Single by Nickelback

from the album Dark Horse
- Released: March 23, 2009
- Recorded: March–July 2008
- Studio: Mountain View Studios, Abbotsford, British Columbia
- Genre: Alternative rock; pop rock; post-grunge;
- Length: 4:22 (album version) 3:58 (edited version)
- Label: Roadrunner
- Songwriters: Robert John "Mutt" Lange; Chad Kroeger;
- Producer: Robert John "Mutt" Lange

Nickelback singles chronology
| "If Today Was Your Last Day" (2008) | "I'd Come for You" (2009) | "Burn It to the Ground" (2009) |

Music video
- "I'd Come for You" on YouTube

= I'd Come for You =

"I'd Come for You" is the second European single (fourth in Canada) from Nickelback's 2008 album Dark Horse. The song was written by the band and Mutt Lange. It was released March 23, 2009. "If Today Was Your Last Day" served as the third single instead in North America (after "Gotta Be Somebody" and the rock radio-only single "Something in Your Mouth"). Lyrically the song is emotional and not sexual, as some originally inferred from the title.

==Music video==
In an interview Chad Kroeger said they wanted to get Kevin Costner to star as the father in the video. Costner asked Chad Kroeger to be in one of their videos when they met previously. But when shooting for the video came along he was unable to make it.

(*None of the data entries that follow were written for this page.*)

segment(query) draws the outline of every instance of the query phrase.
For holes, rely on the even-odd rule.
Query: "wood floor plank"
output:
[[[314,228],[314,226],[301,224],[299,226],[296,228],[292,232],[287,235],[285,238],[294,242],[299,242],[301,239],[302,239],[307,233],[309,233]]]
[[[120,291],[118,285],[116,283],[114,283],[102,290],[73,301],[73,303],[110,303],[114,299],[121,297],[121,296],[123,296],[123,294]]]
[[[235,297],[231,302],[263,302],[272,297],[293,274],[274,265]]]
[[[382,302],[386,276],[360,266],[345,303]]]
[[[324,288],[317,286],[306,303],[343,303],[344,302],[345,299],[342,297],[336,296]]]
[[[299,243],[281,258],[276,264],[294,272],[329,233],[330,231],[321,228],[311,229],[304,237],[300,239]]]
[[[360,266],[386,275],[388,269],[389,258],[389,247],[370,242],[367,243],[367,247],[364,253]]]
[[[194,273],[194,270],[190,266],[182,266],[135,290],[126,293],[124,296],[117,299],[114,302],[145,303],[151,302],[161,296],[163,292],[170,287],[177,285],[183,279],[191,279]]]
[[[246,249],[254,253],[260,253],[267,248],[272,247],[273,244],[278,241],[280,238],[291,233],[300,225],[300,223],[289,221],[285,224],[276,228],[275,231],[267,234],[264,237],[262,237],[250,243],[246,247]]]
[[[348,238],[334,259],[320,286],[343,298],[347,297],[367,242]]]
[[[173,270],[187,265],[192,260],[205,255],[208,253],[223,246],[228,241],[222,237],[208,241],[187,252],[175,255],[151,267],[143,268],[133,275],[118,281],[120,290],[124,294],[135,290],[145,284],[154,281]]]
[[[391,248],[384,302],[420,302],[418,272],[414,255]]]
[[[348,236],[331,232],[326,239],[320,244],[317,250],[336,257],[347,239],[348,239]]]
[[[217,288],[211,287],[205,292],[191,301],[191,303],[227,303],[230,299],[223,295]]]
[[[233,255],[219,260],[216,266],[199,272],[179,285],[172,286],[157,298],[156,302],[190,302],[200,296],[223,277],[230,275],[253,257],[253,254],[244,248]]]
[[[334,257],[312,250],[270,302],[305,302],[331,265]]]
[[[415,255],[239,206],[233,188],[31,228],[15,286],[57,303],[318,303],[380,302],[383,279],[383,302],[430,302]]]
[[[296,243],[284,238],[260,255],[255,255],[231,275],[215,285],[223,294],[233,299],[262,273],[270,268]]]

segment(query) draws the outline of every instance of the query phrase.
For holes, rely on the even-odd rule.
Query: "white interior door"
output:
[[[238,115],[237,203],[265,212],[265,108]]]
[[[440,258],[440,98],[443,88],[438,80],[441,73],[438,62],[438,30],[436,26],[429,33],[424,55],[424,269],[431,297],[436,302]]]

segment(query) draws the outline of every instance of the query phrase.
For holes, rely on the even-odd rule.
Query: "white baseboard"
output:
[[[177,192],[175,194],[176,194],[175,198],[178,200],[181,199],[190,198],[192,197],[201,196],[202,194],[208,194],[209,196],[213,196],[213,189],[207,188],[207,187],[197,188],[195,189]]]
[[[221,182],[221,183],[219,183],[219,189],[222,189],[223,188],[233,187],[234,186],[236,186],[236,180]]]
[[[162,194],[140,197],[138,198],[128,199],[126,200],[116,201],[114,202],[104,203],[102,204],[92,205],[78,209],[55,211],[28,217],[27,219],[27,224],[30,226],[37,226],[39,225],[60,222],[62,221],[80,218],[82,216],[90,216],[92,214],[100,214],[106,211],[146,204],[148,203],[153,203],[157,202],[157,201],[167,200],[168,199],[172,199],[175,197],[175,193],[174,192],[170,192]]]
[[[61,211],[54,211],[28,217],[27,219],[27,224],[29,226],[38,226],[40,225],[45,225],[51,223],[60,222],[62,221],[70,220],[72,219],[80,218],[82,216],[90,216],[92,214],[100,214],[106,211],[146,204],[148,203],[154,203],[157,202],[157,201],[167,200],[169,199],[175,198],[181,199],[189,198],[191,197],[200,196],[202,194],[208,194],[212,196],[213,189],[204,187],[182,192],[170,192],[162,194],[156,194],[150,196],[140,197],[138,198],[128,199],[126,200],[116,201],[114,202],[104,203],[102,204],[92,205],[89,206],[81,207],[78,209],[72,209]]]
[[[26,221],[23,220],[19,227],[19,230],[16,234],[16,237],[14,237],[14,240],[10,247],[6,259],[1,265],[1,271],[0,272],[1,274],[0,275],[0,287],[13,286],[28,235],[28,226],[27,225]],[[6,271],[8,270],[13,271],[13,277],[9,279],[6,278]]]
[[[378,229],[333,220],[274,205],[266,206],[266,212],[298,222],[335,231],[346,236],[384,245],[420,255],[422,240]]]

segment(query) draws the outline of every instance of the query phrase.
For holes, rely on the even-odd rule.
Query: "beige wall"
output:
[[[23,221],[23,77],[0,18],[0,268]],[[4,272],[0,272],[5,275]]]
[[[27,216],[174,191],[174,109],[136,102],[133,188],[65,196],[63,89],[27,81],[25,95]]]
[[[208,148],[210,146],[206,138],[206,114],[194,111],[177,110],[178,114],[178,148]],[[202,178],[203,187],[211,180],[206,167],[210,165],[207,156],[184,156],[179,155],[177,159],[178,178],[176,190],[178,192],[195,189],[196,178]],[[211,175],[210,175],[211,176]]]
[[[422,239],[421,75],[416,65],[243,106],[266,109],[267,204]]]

Jessa Danielson, Don Broach and Craig Anderson play the three roles in the video. The video was shot in late January 2009 with long-time collaborator Nigel Dick directing the video. The video was released on March 23, 2009, in Canada. The video shows a father arriving home to find his daughter on her way out to go on a date with her boyfriend. Later on the boyfriend tries to sexually assault the daughter, who makes a frantic cut-off call to her father, then sends a text message with the same numbers, 7 7, showing in a photograph of the daughter and the father by a baseball field. He realizes she is in a situation at the baseball field, therefore, he goes looking for her. He arrives in time to pull the young man out of the car and punches him once before grabbing his keys. The young man charges at him with a crowbar, after which the father grabs the crowbar, then punches him again, knocking him to the ground, then throwing the keys, then drives off with her crying in his arms. Shots throughout the video shows the band performing inside a concert garden.

==Track listing==
1. "I'd Come For You" (Album Version)
2. "I'd Come For You" (Edit)

===German Track Listing===
1. "I'd Come For You" (Edit)
2. "I'd Come For You" (Album Version)
3. "Far Away" (Live At Sturgis 2006)

===Japan Track Listing===
1. "I'd Come For You" (Edit)
2. "I'd Come For You" (Album Version)
3. "Photograph" (Live At Sturgis 2006)

==Chart performance==
"I'd Come for You" experienced chart success prior to its release as a single. Following Dark Horses release, the song climbed as high as #14 on the U.S. iTunes Store, fueling a #44 debut on the Billboard Hot 100. It also debuted the same week at #53 on the Canadian Hot 100 and re-entered the chart months later rising to #29. The song also peaked to #1 on the UK Rock Chart.

==Charts==

===Weekly charts===

| Chart (2008–09) | Peak position |
|---|---|
| Australia (ARIA) | 22 |
| Austria (Ö3 Austria Top 40) | 37 |
| Canada Hot 100 (Billboard) | 29 |
| Canada CHR/Top 40 (Billboard) | 19 |
| Canada Hot AC (Billboard) | 5 |
| Germany (GfK) | 39 |
| Netherlands (Dutch Top 40) | 20 |
| Switzerland (Schweizer Hitparade) | 38 |
| UK Singles (OCC) | 67 |
| UK Rock & Metal (OCC) | 1 |
| US Billboard Hot 100 | 44 |

===Year-end charts===

| Chart (2009) | Position |
|---|---|
| Netherlands (Dutch Top 40) | 96 |

==Certifications==

| Region | Certification | Certified units/sales |
| Canada (Music Canada) | Platinum | 80,000^{‡} |
^{‡} Sales+streaming figures based on certification alone.